3.3.4 De tekst van de bijzin ("tenzij ...") van het eerste lid en die van het tweede lid van art. 99 geven geen grond voor een ander oordeel. Uit de in de conclusie van de Advocaat-Generaal onder 3.24 weergegeven parlementaire geschiedenis volgt dat bij de redactie van deze bepaling vooral is gedacht aan situaties waarin een schenking is gedaan met als gevolg dat de schenker daardoor of daardoor eerder buiten staat geraakt door eigen middelen in de noodzakelijke kosten van het bestaan te voorzien. Gevallen als het onderhavige, waarin het gaat om de noodzaak van verdere verlening van bijstand als gevolg van de omstandigheid dat geen rekening is gehouden met middelen van de bijstandontvanger, zijn bij de parlementaire behandeling niet aan de orde geweest, naar valt aan te nemen, omdat dergelijke gevallen zich in de voorstelling van de wetgever niet voordoen, althans niet zouden behoren voor te doen: de bijstandsgerechtigde is immers verplicht mededeling te doen van het ontvangen van middelen waarmee deze zelf in de kosten van het bestaan kan voorzien. Er is echter geen reden dergelijke gevallen, waarin het in de bijzin van het eerste lid gemaakte voorbehoud van onvoorzienbaarheid van de latere bijstandsverlening geen betekenis heeft omdat reeds bijstand wordt verleend, van het toepassingsgebied van art. 99 Abw uit te zonderen. Integendeel, naar de hiervoor vermelde strekking van art. 99 behoort het geval waarin een schenking wordt gedaan door iemand die reeds bijstand geniet ten tijde van de schenking juist bij uitstek tot het toepassingsgebied van deze bepaling.
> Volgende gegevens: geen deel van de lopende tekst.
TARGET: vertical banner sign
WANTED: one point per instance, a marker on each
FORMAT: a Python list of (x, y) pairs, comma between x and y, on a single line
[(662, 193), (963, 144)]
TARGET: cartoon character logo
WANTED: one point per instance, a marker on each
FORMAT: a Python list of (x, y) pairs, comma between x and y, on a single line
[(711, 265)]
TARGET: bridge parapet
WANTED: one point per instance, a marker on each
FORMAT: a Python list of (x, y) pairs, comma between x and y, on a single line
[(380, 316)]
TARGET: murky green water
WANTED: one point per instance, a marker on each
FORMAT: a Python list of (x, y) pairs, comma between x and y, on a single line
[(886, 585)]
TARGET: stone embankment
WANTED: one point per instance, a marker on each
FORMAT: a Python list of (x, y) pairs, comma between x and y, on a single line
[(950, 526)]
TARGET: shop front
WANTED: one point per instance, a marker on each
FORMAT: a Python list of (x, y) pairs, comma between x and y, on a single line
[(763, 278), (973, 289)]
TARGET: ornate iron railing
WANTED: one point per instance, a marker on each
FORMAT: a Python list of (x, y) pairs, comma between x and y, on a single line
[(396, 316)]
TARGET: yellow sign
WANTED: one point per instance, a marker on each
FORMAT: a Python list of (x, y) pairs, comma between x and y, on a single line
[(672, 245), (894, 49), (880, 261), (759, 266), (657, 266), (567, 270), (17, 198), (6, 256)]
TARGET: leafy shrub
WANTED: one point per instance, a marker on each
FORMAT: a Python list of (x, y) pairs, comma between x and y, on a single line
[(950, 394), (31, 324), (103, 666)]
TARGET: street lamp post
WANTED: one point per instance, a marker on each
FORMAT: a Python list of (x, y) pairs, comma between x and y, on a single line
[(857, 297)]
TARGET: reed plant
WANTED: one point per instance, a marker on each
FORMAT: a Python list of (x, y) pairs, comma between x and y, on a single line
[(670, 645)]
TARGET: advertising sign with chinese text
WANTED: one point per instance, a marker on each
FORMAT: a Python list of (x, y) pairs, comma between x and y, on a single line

3.3.5 Aan het voorgaande doet niet af dat, mogelijk, ook terugvordering ingevolge paragraaf 2 van hoofdstuk VI van de Abw bij degene die bijstand ontvangt, had kunnen of moeten plaatshebben. De tekst van de wet en het wettelijk stelsel dwingen niet tot de opvatting dat verhaal ingevolge hoofdstuk VII slechts zou zijn toegelaten indien terugvordering ingevolge hoofdstuk VI niet mogelijk is. Dit ligt ook niet voor de hand, omdat, uitgaande van de voortdurende noodzaak tot bijstandsverlening, in de praktijk niet of nauwelijks terugvordering bij de ontvanger van bijstand zou kunnen worden geëffectueerd. Het is onaannemelijk dat deze consequentie strookt met de wil van de wetgever.
3.3.6 Het onderdeel faalt derhalve.
3.4 Ook de in de overige onderdelen aangevoerde klachten kunnen niet tot cassatie leiden. Zulks behoeft, gezien art. 81 RO, geen nadere motivering nu de klachten niet nopen tot beantwoording van rechtsvragen in het belang van de rechtseenheid of de rechtsontwikkeling.
4. Beslissing
De Hoge Raad verwerpt het beroep.
Deze beschikking is gegeven door de vice-president P. Neleman als voorzitter en de raadsheren H.A.M. Aaftink, D.H. Beukenhorst, E.J. Numann en F.B. Bakels, en in het openbaar uitgesproken door de vice-president P. Neleman op 27 februari 2004.